There’s a magic formula: “When a company uses data to personalize its inventory, it creates a better UX.”
That’s the central argument behind “The Spotify effect: Why every company is now a data company,” a post this month in The Next Web by Marius Moscovici, the founder and CEO of business analytics firm MetricInsights.
“When it is used well, data is a guaranteed disruptor,” Moscovici says, citing large and small examples ranging from Amazon, Netflix, and Macy’s to Getty Images, Palantir, and recent IPO Castlight Health. “Valuing a company based on its data prowess is smart, because data is what will drive future value,” he says.
Moscovici explains how data lets retailers dynamically price inventory in real time to optimize profits while credit card companies can analyze historical transactions to fight churn—long before users actually abandon a service.
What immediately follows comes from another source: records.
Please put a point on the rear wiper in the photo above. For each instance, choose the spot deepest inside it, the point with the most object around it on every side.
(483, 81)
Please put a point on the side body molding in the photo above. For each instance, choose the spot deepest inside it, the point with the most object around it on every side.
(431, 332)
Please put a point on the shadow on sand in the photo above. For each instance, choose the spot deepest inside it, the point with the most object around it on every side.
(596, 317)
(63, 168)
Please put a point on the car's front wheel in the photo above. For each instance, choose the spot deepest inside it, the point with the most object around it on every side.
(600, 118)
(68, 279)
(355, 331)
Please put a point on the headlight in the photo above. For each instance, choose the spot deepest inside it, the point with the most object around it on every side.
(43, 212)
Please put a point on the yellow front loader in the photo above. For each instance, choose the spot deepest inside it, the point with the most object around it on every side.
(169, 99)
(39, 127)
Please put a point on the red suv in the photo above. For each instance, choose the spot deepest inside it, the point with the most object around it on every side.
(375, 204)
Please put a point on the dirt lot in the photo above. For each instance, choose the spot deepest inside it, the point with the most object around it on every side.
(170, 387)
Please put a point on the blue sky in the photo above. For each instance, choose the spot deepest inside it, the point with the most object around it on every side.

In the streaming music industry, better data allows more sophisticated recommendation systems incorporating everything from the users’ mood to their location and time of day.
From Data Nerds to Data Companies
At New Relic, we couldn’t agree more. After all, if we are all data nerds, it only makes sense that we pay attention to companies that leverage data to provide us with a superior experience. Our customers know that data lets them do whatever they do better. Groupon, for example, uses data to scale seamlessly during traffic bursts that can easily double or triple normal levels – sometimes reaching 70,000 concurrent users! Ticketfly, meanwhile, uses data to power a customer analytics suite called Fanbase that gives promoters greater insight into sales, attendance, and social sharing data for driving loyalty and mobilizing influential customers.
As Moscovici puts it: “Users have spoken. They like personalization, and that boils down to data.”